In the box, you get the Mac-styled silvery aluminium My Book, along with three cables. The connections – Firewire-400, Firewire-800 and USB to mini-USB – are all designed to slot into existing and older generation Mac laptop or desktop setups, and the My Book is compatible with Snow Leopard, Leopard and – although it’s not stated in the user manual – Lion-based systems.

There are two Firewire ports, a micro-USB and a Kensington lock on the back of the My Book, but it lacks any other features apart from a light to indicate power status. Other My Books, such as the My Book Elite, offer indicators of how much space is used up on the drive, but there’s no such assistance here.

Even on Firewire-800, however, backing up using Time Machine was quite slow. Our first full system backup – some 450GB worth – took over four hours, and a subsequent 55GB backup took an hour and 21 minutes. Once completed, incremental backups took a few minutes each hour.

The slowness of Time Machine seemed to be limited to that software, however. Transfer rates for other purposes were much speedier at around 50MBytes/sec read/write for large files, such as movies or music. For small files (less than 1KB in size), transferring 3000 files totalling 100MB was completed at a speed of around 25MBytes/sec for both read and write.

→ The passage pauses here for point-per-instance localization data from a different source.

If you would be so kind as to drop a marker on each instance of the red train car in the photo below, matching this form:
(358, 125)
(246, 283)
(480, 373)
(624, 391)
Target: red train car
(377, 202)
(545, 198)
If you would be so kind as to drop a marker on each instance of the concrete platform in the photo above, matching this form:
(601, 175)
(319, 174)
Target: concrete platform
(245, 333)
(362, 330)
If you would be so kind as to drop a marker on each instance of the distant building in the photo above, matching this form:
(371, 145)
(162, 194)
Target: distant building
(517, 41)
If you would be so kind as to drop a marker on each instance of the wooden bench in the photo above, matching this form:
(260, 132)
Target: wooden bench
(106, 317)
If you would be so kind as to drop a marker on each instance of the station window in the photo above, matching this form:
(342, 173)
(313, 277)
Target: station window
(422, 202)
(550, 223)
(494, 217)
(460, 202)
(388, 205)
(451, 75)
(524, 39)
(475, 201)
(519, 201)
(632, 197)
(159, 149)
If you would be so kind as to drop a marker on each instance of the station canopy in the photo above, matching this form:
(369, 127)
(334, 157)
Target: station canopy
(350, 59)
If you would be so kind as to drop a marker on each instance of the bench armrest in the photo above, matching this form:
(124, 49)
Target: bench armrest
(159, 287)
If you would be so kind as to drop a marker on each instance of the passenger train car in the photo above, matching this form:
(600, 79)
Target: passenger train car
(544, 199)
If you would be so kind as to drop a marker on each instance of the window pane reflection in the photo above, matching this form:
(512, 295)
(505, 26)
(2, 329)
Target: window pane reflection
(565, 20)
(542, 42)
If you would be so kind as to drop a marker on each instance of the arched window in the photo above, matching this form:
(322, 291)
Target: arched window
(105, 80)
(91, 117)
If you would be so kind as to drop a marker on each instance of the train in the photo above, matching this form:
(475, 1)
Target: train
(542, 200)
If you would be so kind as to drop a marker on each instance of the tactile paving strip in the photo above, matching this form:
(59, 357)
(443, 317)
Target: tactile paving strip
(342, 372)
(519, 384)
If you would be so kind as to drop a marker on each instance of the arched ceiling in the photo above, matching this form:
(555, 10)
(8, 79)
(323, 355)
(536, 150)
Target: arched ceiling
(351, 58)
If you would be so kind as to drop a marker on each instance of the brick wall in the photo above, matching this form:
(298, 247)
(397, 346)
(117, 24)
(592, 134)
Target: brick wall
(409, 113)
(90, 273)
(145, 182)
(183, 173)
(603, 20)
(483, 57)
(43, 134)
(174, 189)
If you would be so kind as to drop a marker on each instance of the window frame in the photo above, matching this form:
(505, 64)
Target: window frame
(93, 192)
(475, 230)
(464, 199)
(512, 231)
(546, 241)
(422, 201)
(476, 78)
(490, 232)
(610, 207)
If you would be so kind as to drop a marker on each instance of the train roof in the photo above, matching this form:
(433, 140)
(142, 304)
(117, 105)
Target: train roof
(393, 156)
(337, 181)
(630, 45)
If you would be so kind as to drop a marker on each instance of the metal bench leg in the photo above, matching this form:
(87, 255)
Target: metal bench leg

While we tested backup using Apple’s Time Machine, Western Digital supplies the drive with WD Smartware, which can handle system backup for Mac or Windows.

If you run Windows, you can use the device as a complete backup solution, but you’ll need to format the drive first.

Smartware is available for both PC and Mac, and allows more granular backup than Time Machine for Mac does. Like the HP Simplesave, it will simply update any file that you change by backing it up on disk. You can specify how many versions you’d like to keep, whether you want to backup constantly or only when your system is idle, and how to handle file retrieval.

One nice touch is the Drive Sleep Timer, that allows you to specify when to turn your hard drive off in case of inactivity. This helps prevent wear on the drive, and keeps power usage down.

On Mac, the drive also includes a piece of software called WD + Turbo, that claims to improve the performance of the drive. We conducted file transfer tests before and after installing WD + turbo, and saw about 10% improvement in file transfer speeds – up to a maximum of 55MBytes/s – after adding the turbo boost. It’s not huge, but it would make a difference for large scale transfers of 1GB or more.

3TB is plenty for a laptop backup device, especially given that most laptops have 1TB of hard drive storage or less, and the WD My Book Studio 3TB makes an attractive desktop companion for the road warrior’s favourite laptop.